Il suffit d’être attentif aux luttes que mènent aujourd’hui les travailleuses et travailleurs en chair et en os pour se rendre compte qu’il est possible de surmonter les divisions profondes occasionnées par les nouvelles organisations du travail (précarité, sous-traitance, etc.). Les exemples de luttes dans des secteurs très précaires sont désormais nombreux : grèves du nettoyage aux Pays-Bas en 2010 et 2012 (les plus longues depuis les années 1930…), la grève d’un an des 6 000 sans-papiers en France en 2009-2010, les luttes récentes dans le secteur de la grande distribution aux États-Unis ou en France… Dans certains secteurs comme La Poste, on peut constater le début d’une tendance similaire : une partie des travailleurs/ses a commencé à mettre en pratique des stratégies de regroupement efficaces.
Sujet politique, es-tu là ?
La seconde objection a un fond de vrai : une classe ouvrière encadrée par des syndicats, au sein de démocraties bourgeoises dirigées par des classes dominantes puissantes, donne une impression de stabilité, alors que les classes ouvrières qui voient le jour au milieu de la sauvagerie capitaliste sont obligées de se soulever pour défendre leurs intérêts élémentaires, comme en Chine, au Cambodge ou au Bangladesh… La brutalité de l’offensive capitaliste depuis les années 1980 et les effets de l’industrialisation ont commencé à gommer les différences entre les « trois mondes » : on constate que la dette, les privatisations, l’installation du chômage de masse ont rapproché la condition de la Grèce de celle des pays du soi-disant « Tiers-monde », et plus largement, les types de questions que se posent les habitants du Caire, de Madrid, de Baltimore ou du Cap sont de plus en plus similaires (mais aussi les modes de vie, les vidéos qu’on regarde sur Youtube, les formes de lutte…), en tout cas bien moins compartimentés qu’auparavant.

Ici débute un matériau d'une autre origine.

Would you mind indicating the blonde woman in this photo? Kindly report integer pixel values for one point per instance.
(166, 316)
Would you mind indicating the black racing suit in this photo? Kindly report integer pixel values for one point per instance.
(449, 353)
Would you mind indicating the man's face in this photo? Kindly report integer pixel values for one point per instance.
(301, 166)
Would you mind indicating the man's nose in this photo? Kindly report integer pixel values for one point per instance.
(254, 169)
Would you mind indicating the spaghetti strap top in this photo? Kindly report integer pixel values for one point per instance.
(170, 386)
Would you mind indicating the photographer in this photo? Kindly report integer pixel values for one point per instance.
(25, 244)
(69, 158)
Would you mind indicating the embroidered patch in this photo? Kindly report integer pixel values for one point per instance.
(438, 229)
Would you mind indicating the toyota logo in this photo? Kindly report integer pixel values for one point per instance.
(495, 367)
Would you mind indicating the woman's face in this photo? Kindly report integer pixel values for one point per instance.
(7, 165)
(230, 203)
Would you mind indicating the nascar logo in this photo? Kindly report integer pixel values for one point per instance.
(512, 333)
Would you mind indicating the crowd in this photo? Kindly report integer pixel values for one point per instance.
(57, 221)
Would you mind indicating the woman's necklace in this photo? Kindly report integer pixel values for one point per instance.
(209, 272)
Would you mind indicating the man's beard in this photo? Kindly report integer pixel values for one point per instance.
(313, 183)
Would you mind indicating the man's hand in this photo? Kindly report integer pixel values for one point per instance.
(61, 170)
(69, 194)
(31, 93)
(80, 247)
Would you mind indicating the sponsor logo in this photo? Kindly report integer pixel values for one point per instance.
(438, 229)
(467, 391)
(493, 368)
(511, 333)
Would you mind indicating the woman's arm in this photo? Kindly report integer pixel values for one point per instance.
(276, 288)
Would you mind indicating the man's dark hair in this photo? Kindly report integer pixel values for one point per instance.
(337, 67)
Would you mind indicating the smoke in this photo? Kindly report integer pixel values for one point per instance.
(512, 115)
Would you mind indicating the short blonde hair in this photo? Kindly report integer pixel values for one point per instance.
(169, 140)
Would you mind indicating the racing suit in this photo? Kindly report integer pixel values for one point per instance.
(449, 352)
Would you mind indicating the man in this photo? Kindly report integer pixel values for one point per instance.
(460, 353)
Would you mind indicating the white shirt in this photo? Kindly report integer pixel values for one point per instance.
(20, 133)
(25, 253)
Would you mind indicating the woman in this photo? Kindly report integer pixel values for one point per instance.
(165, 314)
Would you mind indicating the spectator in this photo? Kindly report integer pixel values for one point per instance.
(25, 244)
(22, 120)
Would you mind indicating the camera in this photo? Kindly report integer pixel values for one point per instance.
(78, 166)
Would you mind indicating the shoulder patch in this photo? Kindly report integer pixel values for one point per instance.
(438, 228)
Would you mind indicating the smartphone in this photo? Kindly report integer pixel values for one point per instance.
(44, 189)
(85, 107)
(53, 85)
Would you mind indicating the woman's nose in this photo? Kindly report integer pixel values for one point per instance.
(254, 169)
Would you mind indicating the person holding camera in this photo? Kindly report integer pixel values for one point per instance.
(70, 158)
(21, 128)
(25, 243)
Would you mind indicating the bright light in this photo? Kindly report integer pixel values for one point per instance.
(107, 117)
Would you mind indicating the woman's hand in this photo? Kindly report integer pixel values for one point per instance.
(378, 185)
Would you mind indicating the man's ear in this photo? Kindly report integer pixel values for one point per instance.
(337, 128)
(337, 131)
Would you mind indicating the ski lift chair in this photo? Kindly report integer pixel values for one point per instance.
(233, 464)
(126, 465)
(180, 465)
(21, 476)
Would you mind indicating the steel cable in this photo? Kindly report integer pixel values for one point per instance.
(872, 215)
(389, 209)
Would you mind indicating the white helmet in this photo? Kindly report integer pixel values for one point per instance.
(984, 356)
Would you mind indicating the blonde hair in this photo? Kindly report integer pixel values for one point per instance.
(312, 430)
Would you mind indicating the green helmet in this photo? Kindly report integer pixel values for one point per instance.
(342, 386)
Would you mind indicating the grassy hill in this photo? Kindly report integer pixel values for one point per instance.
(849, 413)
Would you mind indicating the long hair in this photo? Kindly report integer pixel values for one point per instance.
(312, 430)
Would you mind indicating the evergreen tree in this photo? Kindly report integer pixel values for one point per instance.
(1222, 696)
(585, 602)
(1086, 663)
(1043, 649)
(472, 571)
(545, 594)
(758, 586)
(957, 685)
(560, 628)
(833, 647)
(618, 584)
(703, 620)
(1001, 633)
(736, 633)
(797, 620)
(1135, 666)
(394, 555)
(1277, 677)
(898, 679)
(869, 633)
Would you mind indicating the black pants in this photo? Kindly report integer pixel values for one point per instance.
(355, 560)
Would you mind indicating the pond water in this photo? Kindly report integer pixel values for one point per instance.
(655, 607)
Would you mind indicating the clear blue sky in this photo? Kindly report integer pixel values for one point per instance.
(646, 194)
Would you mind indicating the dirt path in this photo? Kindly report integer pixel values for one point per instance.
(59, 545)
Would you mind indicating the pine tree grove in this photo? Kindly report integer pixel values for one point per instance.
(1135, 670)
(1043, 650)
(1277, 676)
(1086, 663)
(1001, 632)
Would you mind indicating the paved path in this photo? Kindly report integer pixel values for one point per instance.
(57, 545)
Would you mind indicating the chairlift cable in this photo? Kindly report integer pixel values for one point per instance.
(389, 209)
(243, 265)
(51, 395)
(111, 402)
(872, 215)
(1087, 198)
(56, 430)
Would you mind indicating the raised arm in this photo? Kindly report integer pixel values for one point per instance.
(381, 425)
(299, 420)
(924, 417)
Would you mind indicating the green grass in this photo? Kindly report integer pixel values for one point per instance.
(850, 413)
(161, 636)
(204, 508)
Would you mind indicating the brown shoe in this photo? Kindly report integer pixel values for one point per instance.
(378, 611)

Peut-être que les jeunes classes ouvrières sont en train d’acquérir suffisamment d’expérience et de droits pour se mettre en position de lutter de manière bien plus hardie, tandis que les anciennes classes ouvrières perdent de leur confort et de leurs privilèges… La lutte politique pour l’indépendance de classe et pour donner une audience aux idées révolutionnaires reste largement à livrer. Mais il est très simpliste de prétendre que les conditions objectives pour que le prolétariat prenne conscience de sa force sont qualitativement plus difficiles qu’auparavant.